No less remarkable is the failure of the Labour Court to recognise that the teachers needed an upfront payment if they were to be encouraged to ballot their members to call off their industrial action. In any event, how did the dispute end up in the Labour Court as distinct from the Labour Relations Commission? Most observers in here believe Woods is whistling past the graveyard when he assures parents the exams will proceed.

Parents know that whatever about holding the exams, papers cannot be marked without the approval and participation of serving teachers. If Michael Woods thinks flying to the Far East will signal a hard line to the teachers, inducing a collapse of their campaign, he is mistaken. Hell hath no fury like a parent whose offspring has been slighted or whose educational prospects have been damaged.

Michael Woods may be at the end of his ministerial career, but his Taoiseach and his Government may yet pay a price for their misreading of the teachers' issue.

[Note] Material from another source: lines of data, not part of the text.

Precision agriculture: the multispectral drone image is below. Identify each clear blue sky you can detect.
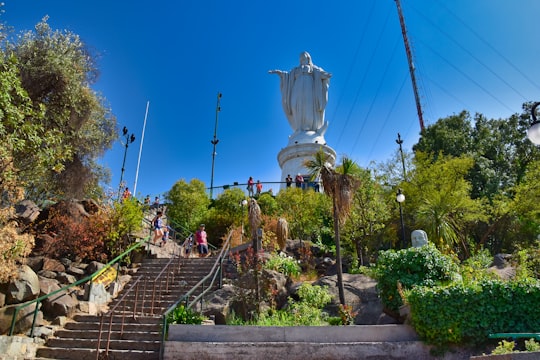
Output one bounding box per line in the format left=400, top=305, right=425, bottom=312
left=4, top=1, right=540, bottom=200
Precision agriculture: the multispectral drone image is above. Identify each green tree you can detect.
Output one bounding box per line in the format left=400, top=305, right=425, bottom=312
left=165, top=179, right=210, bottom=235
left=414, top=109, right=540, bottom=201
left=403, top=152, right=486, bottom=255
left=275, top=187, right=331, bottom=243
left=107, top=197, right=144, bottom=257
left=343, top=167, right=391, bottom=265
left=508, top=158, right=540, bottom=250
left=0, top=53, right=45, bottom=281
left=10, top=18, right=116, bottom=201
left=256, top=192, right=278, bottom=217
left=305, top=149, right=360, bottom=305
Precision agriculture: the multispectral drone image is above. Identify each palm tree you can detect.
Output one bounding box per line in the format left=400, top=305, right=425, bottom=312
left=305, top=148, right=360, bottom=305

In the past Bertie was so expert at the timing of his interventions that industrial relations practitioners used to complain privately about doing all the work while Bertie took all the credit. In his new incarnation Bertie would have us believe he has abandoned intervening in favour of issuing confrontational epistles.

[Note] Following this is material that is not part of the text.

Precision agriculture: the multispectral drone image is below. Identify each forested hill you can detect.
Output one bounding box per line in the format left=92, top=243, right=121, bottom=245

Certainly the letter to the ASTI seems calculated only to exacerbate the mood in the classroom. Charlie Lennon must bemoan the fact that he doesn't have the same clout in Government circles as Paul McGuinness. Whenever the second U2 concert happens Drapier won't be surprised if Bertie appears on stage with Bono.

The letter on corporate donations to the Labour Leader, Ruairi Quinn, as published in this newspaper, is even more confrontational and petulant in tone. Whatever about the Government, it would appear that the message Fianna Fail has taken from the Fine Gael/ Telenor affair is that Fianna Fail can now afford to dismiss public concerns about business funding of politics.

It would appear that Bertie Ahern's strategy on this contentious issue is to cap financial contributions but press ahead with the increased limits for electoral spending as provided for in the Dempsey Bill. Noel Dempsey had already publicly indicated that in certain circumstances he was prepared to withdraw the provisions that would permit higher spending.

Since then the controversy surrounding Fine Gael seems only to have steeled the resolve of the Taoiseach to retain business funding and allow increased electoral spending. Many colleagues on both sides of the House privately took the view that the Fine Gael debacle would be the last nail in the coffin of corporate donations.

The Taoiseach seems to have drawn the opposite conclusion. In other words that the Fine Gael Party has been sufficiently implicated in the latest controversy that the system can continue more or less as before and that as the proponents of increased electoral spending Fianna Fail will not disproportionately attract public odium.

Fine Gael is entrapped in the sense that it seems unlikely that the darker mutterings about the bona fides of the original ESAT decision are capable of being cleared up in advance of the general election. After two meetings the Public Enterprise Committee has been unable to decide whether it ought to embark on a parliamentary inquiry.

At its meeting this week the committee elicited that the Moriarty tribunal is holding a preliminary investigation to establish prima facie if a case exists for a full inquiry. In this environment Fine Gael protestations that the manner of awarding the licence has already been scrutinised will be lost. The party is on stronger ground when it points out that the present Minister, Mary O'Rourke, has had almost four years to unearth any wrongdoing and has failed to do so.

Whatever is ultimately decided, it is doubtful if the public will suddenly smile benignly on corporate donations merely because Fianna Fail takes comfort from the involvement of Fine Gael in a funding controversy. The Labour Party shows no sign of withdrawing its Bill for abolition and Fine Gael is committed under its new leader to holding the line for abolition.